I have a cap of 25Gb (rather have a decent connection and a known cap, than a hidden cap and a rubbish connection) and I get by fine, even with a lot of music and HD video streaming. I don't see why a 250Gb cap would be a problem unless you are a really heavy file-sharer, in which case a limit is possibly a good thing...

My ISP provides a meter as a plug-in for Firefox, which tells me my current usage - something that all ISPs would have to be required to supply IMO. Having a limit without a proper meter is as bad as all this "unlimited" rubbish.

250GB+ is not bad, the avg user uses less than 50GB a month.. on Rogers in Canada it's 95 GB to me that's not enough, I wish it was like Comcast. I use an avg of 120GB a month on my net but I've toned it down since the cap came in last year.

These caps will hurt MS idea of downloadable games and stuff for their next console if the ISPs keep this as a model. Unless MS finds a way to make games 100MB again like they did in the 90s.. lol

Well it doesn't seem like a bad idea really. Although I believe providers should be forced to stop using "unlimited" in their marketing, proceeding to point people to fine print which includes a fair usage policy entirely contradicts it as follows by quite clearly highlighting that it isn't unlimited.

Last month I used right at 245GB for the month, with no warning or over-the-limit charge from AT&T. I'm not sure if they even have a cap to be honest, still waiting to go over one month simply to see what my cap actually is.

Welcome to Australia?

This has been our models (caps and/or user-pays systems) since forever.

Our internet usage has survived with these models in place, and our broadband uptake is still rising.

Implement caps/user pays, people will get used to it, and adjust accordingly.

D.J.P said,
Welcome to Australia?

This has been our models (caps and/or user-pays systems) since forever.

Our internet usage has survived with these models in place, and our broadband uptake is still rising.

Implement caps/user pays, people will get used to it, and adjust accordingly.

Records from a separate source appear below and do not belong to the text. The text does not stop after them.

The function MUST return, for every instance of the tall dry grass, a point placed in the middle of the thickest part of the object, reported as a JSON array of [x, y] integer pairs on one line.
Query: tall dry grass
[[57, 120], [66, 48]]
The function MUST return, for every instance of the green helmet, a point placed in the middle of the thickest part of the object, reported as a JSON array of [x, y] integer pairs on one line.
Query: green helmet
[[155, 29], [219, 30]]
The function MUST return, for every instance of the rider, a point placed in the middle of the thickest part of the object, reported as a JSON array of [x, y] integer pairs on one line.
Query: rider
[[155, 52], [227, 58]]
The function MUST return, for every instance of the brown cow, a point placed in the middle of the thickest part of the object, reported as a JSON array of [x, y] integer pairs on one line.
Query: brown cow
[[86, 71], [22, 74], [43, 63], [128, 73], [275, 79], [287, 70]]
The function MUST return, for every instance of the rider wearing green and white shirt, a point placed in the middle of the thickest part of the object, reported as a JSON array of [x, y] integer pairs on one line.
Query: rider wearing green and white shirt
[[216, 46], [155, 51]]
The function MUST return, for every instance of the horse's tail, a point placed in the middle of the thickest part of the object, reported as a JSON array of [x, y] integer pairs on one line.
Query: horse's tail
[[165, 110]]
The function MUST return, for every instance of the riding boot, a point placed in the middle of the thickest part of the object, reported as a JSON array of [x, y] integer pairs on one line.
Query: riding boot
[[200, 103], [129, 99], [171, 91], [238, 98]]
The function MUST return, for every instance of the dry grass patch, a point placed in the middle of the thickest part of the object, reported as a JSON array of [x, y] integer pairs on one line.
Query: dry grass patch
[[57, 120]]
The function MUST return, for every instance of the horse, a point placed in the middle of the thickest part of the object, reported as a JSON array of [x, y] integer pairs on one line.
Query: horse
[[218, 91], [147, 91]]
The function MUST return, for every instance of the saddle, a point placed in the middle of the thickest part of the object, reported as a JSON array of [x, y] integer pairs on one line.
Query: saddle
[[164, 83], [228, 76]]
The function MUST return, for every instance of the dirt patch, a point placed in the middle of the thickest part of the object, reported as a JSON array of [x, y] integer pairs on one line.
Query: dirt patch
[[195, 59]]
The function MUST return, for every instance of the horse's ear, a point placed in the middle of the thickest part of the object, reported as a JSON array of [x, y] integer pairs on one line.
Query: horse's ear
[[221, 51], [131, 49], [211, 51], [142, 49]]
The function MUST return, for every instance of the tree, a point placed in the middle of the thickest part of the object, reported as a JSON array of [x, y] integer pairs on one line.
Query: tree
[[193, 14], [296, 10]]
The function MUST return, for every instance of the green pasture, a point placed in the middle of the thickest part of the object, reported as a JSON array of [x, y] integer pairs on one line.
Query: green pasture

Welcome to Portugal, where you get 1 GB of International traffic and Unlimited national traffic (does anyone use it?) under a 2Mbps plan.

Welcome to Australia?

This has been our models (caps and/or user-pays systems) since forever.

Our internet usage has survived with these models in place, and our broadband uptake is still rising.

Implement caps/user pays, people will get used to it, and adjust accordingly.

It's the same here in New Zealand.
I'm paying $110 (110 New Zealand dollars = 62.59 U.S. dollars) for a 10mbps Downstream/2mps Upstream connection and getting only 40GB!

Telecom tried to introduce an unlimited plan here, but the network ended up not being able to handle that amount of usage, and speeds were as bad as dialup - so they cut off the plan, and started using load balancing on those who got to keep "Go Large".

I guess no-one would ever need more than 100GB if all of their traffic was legal.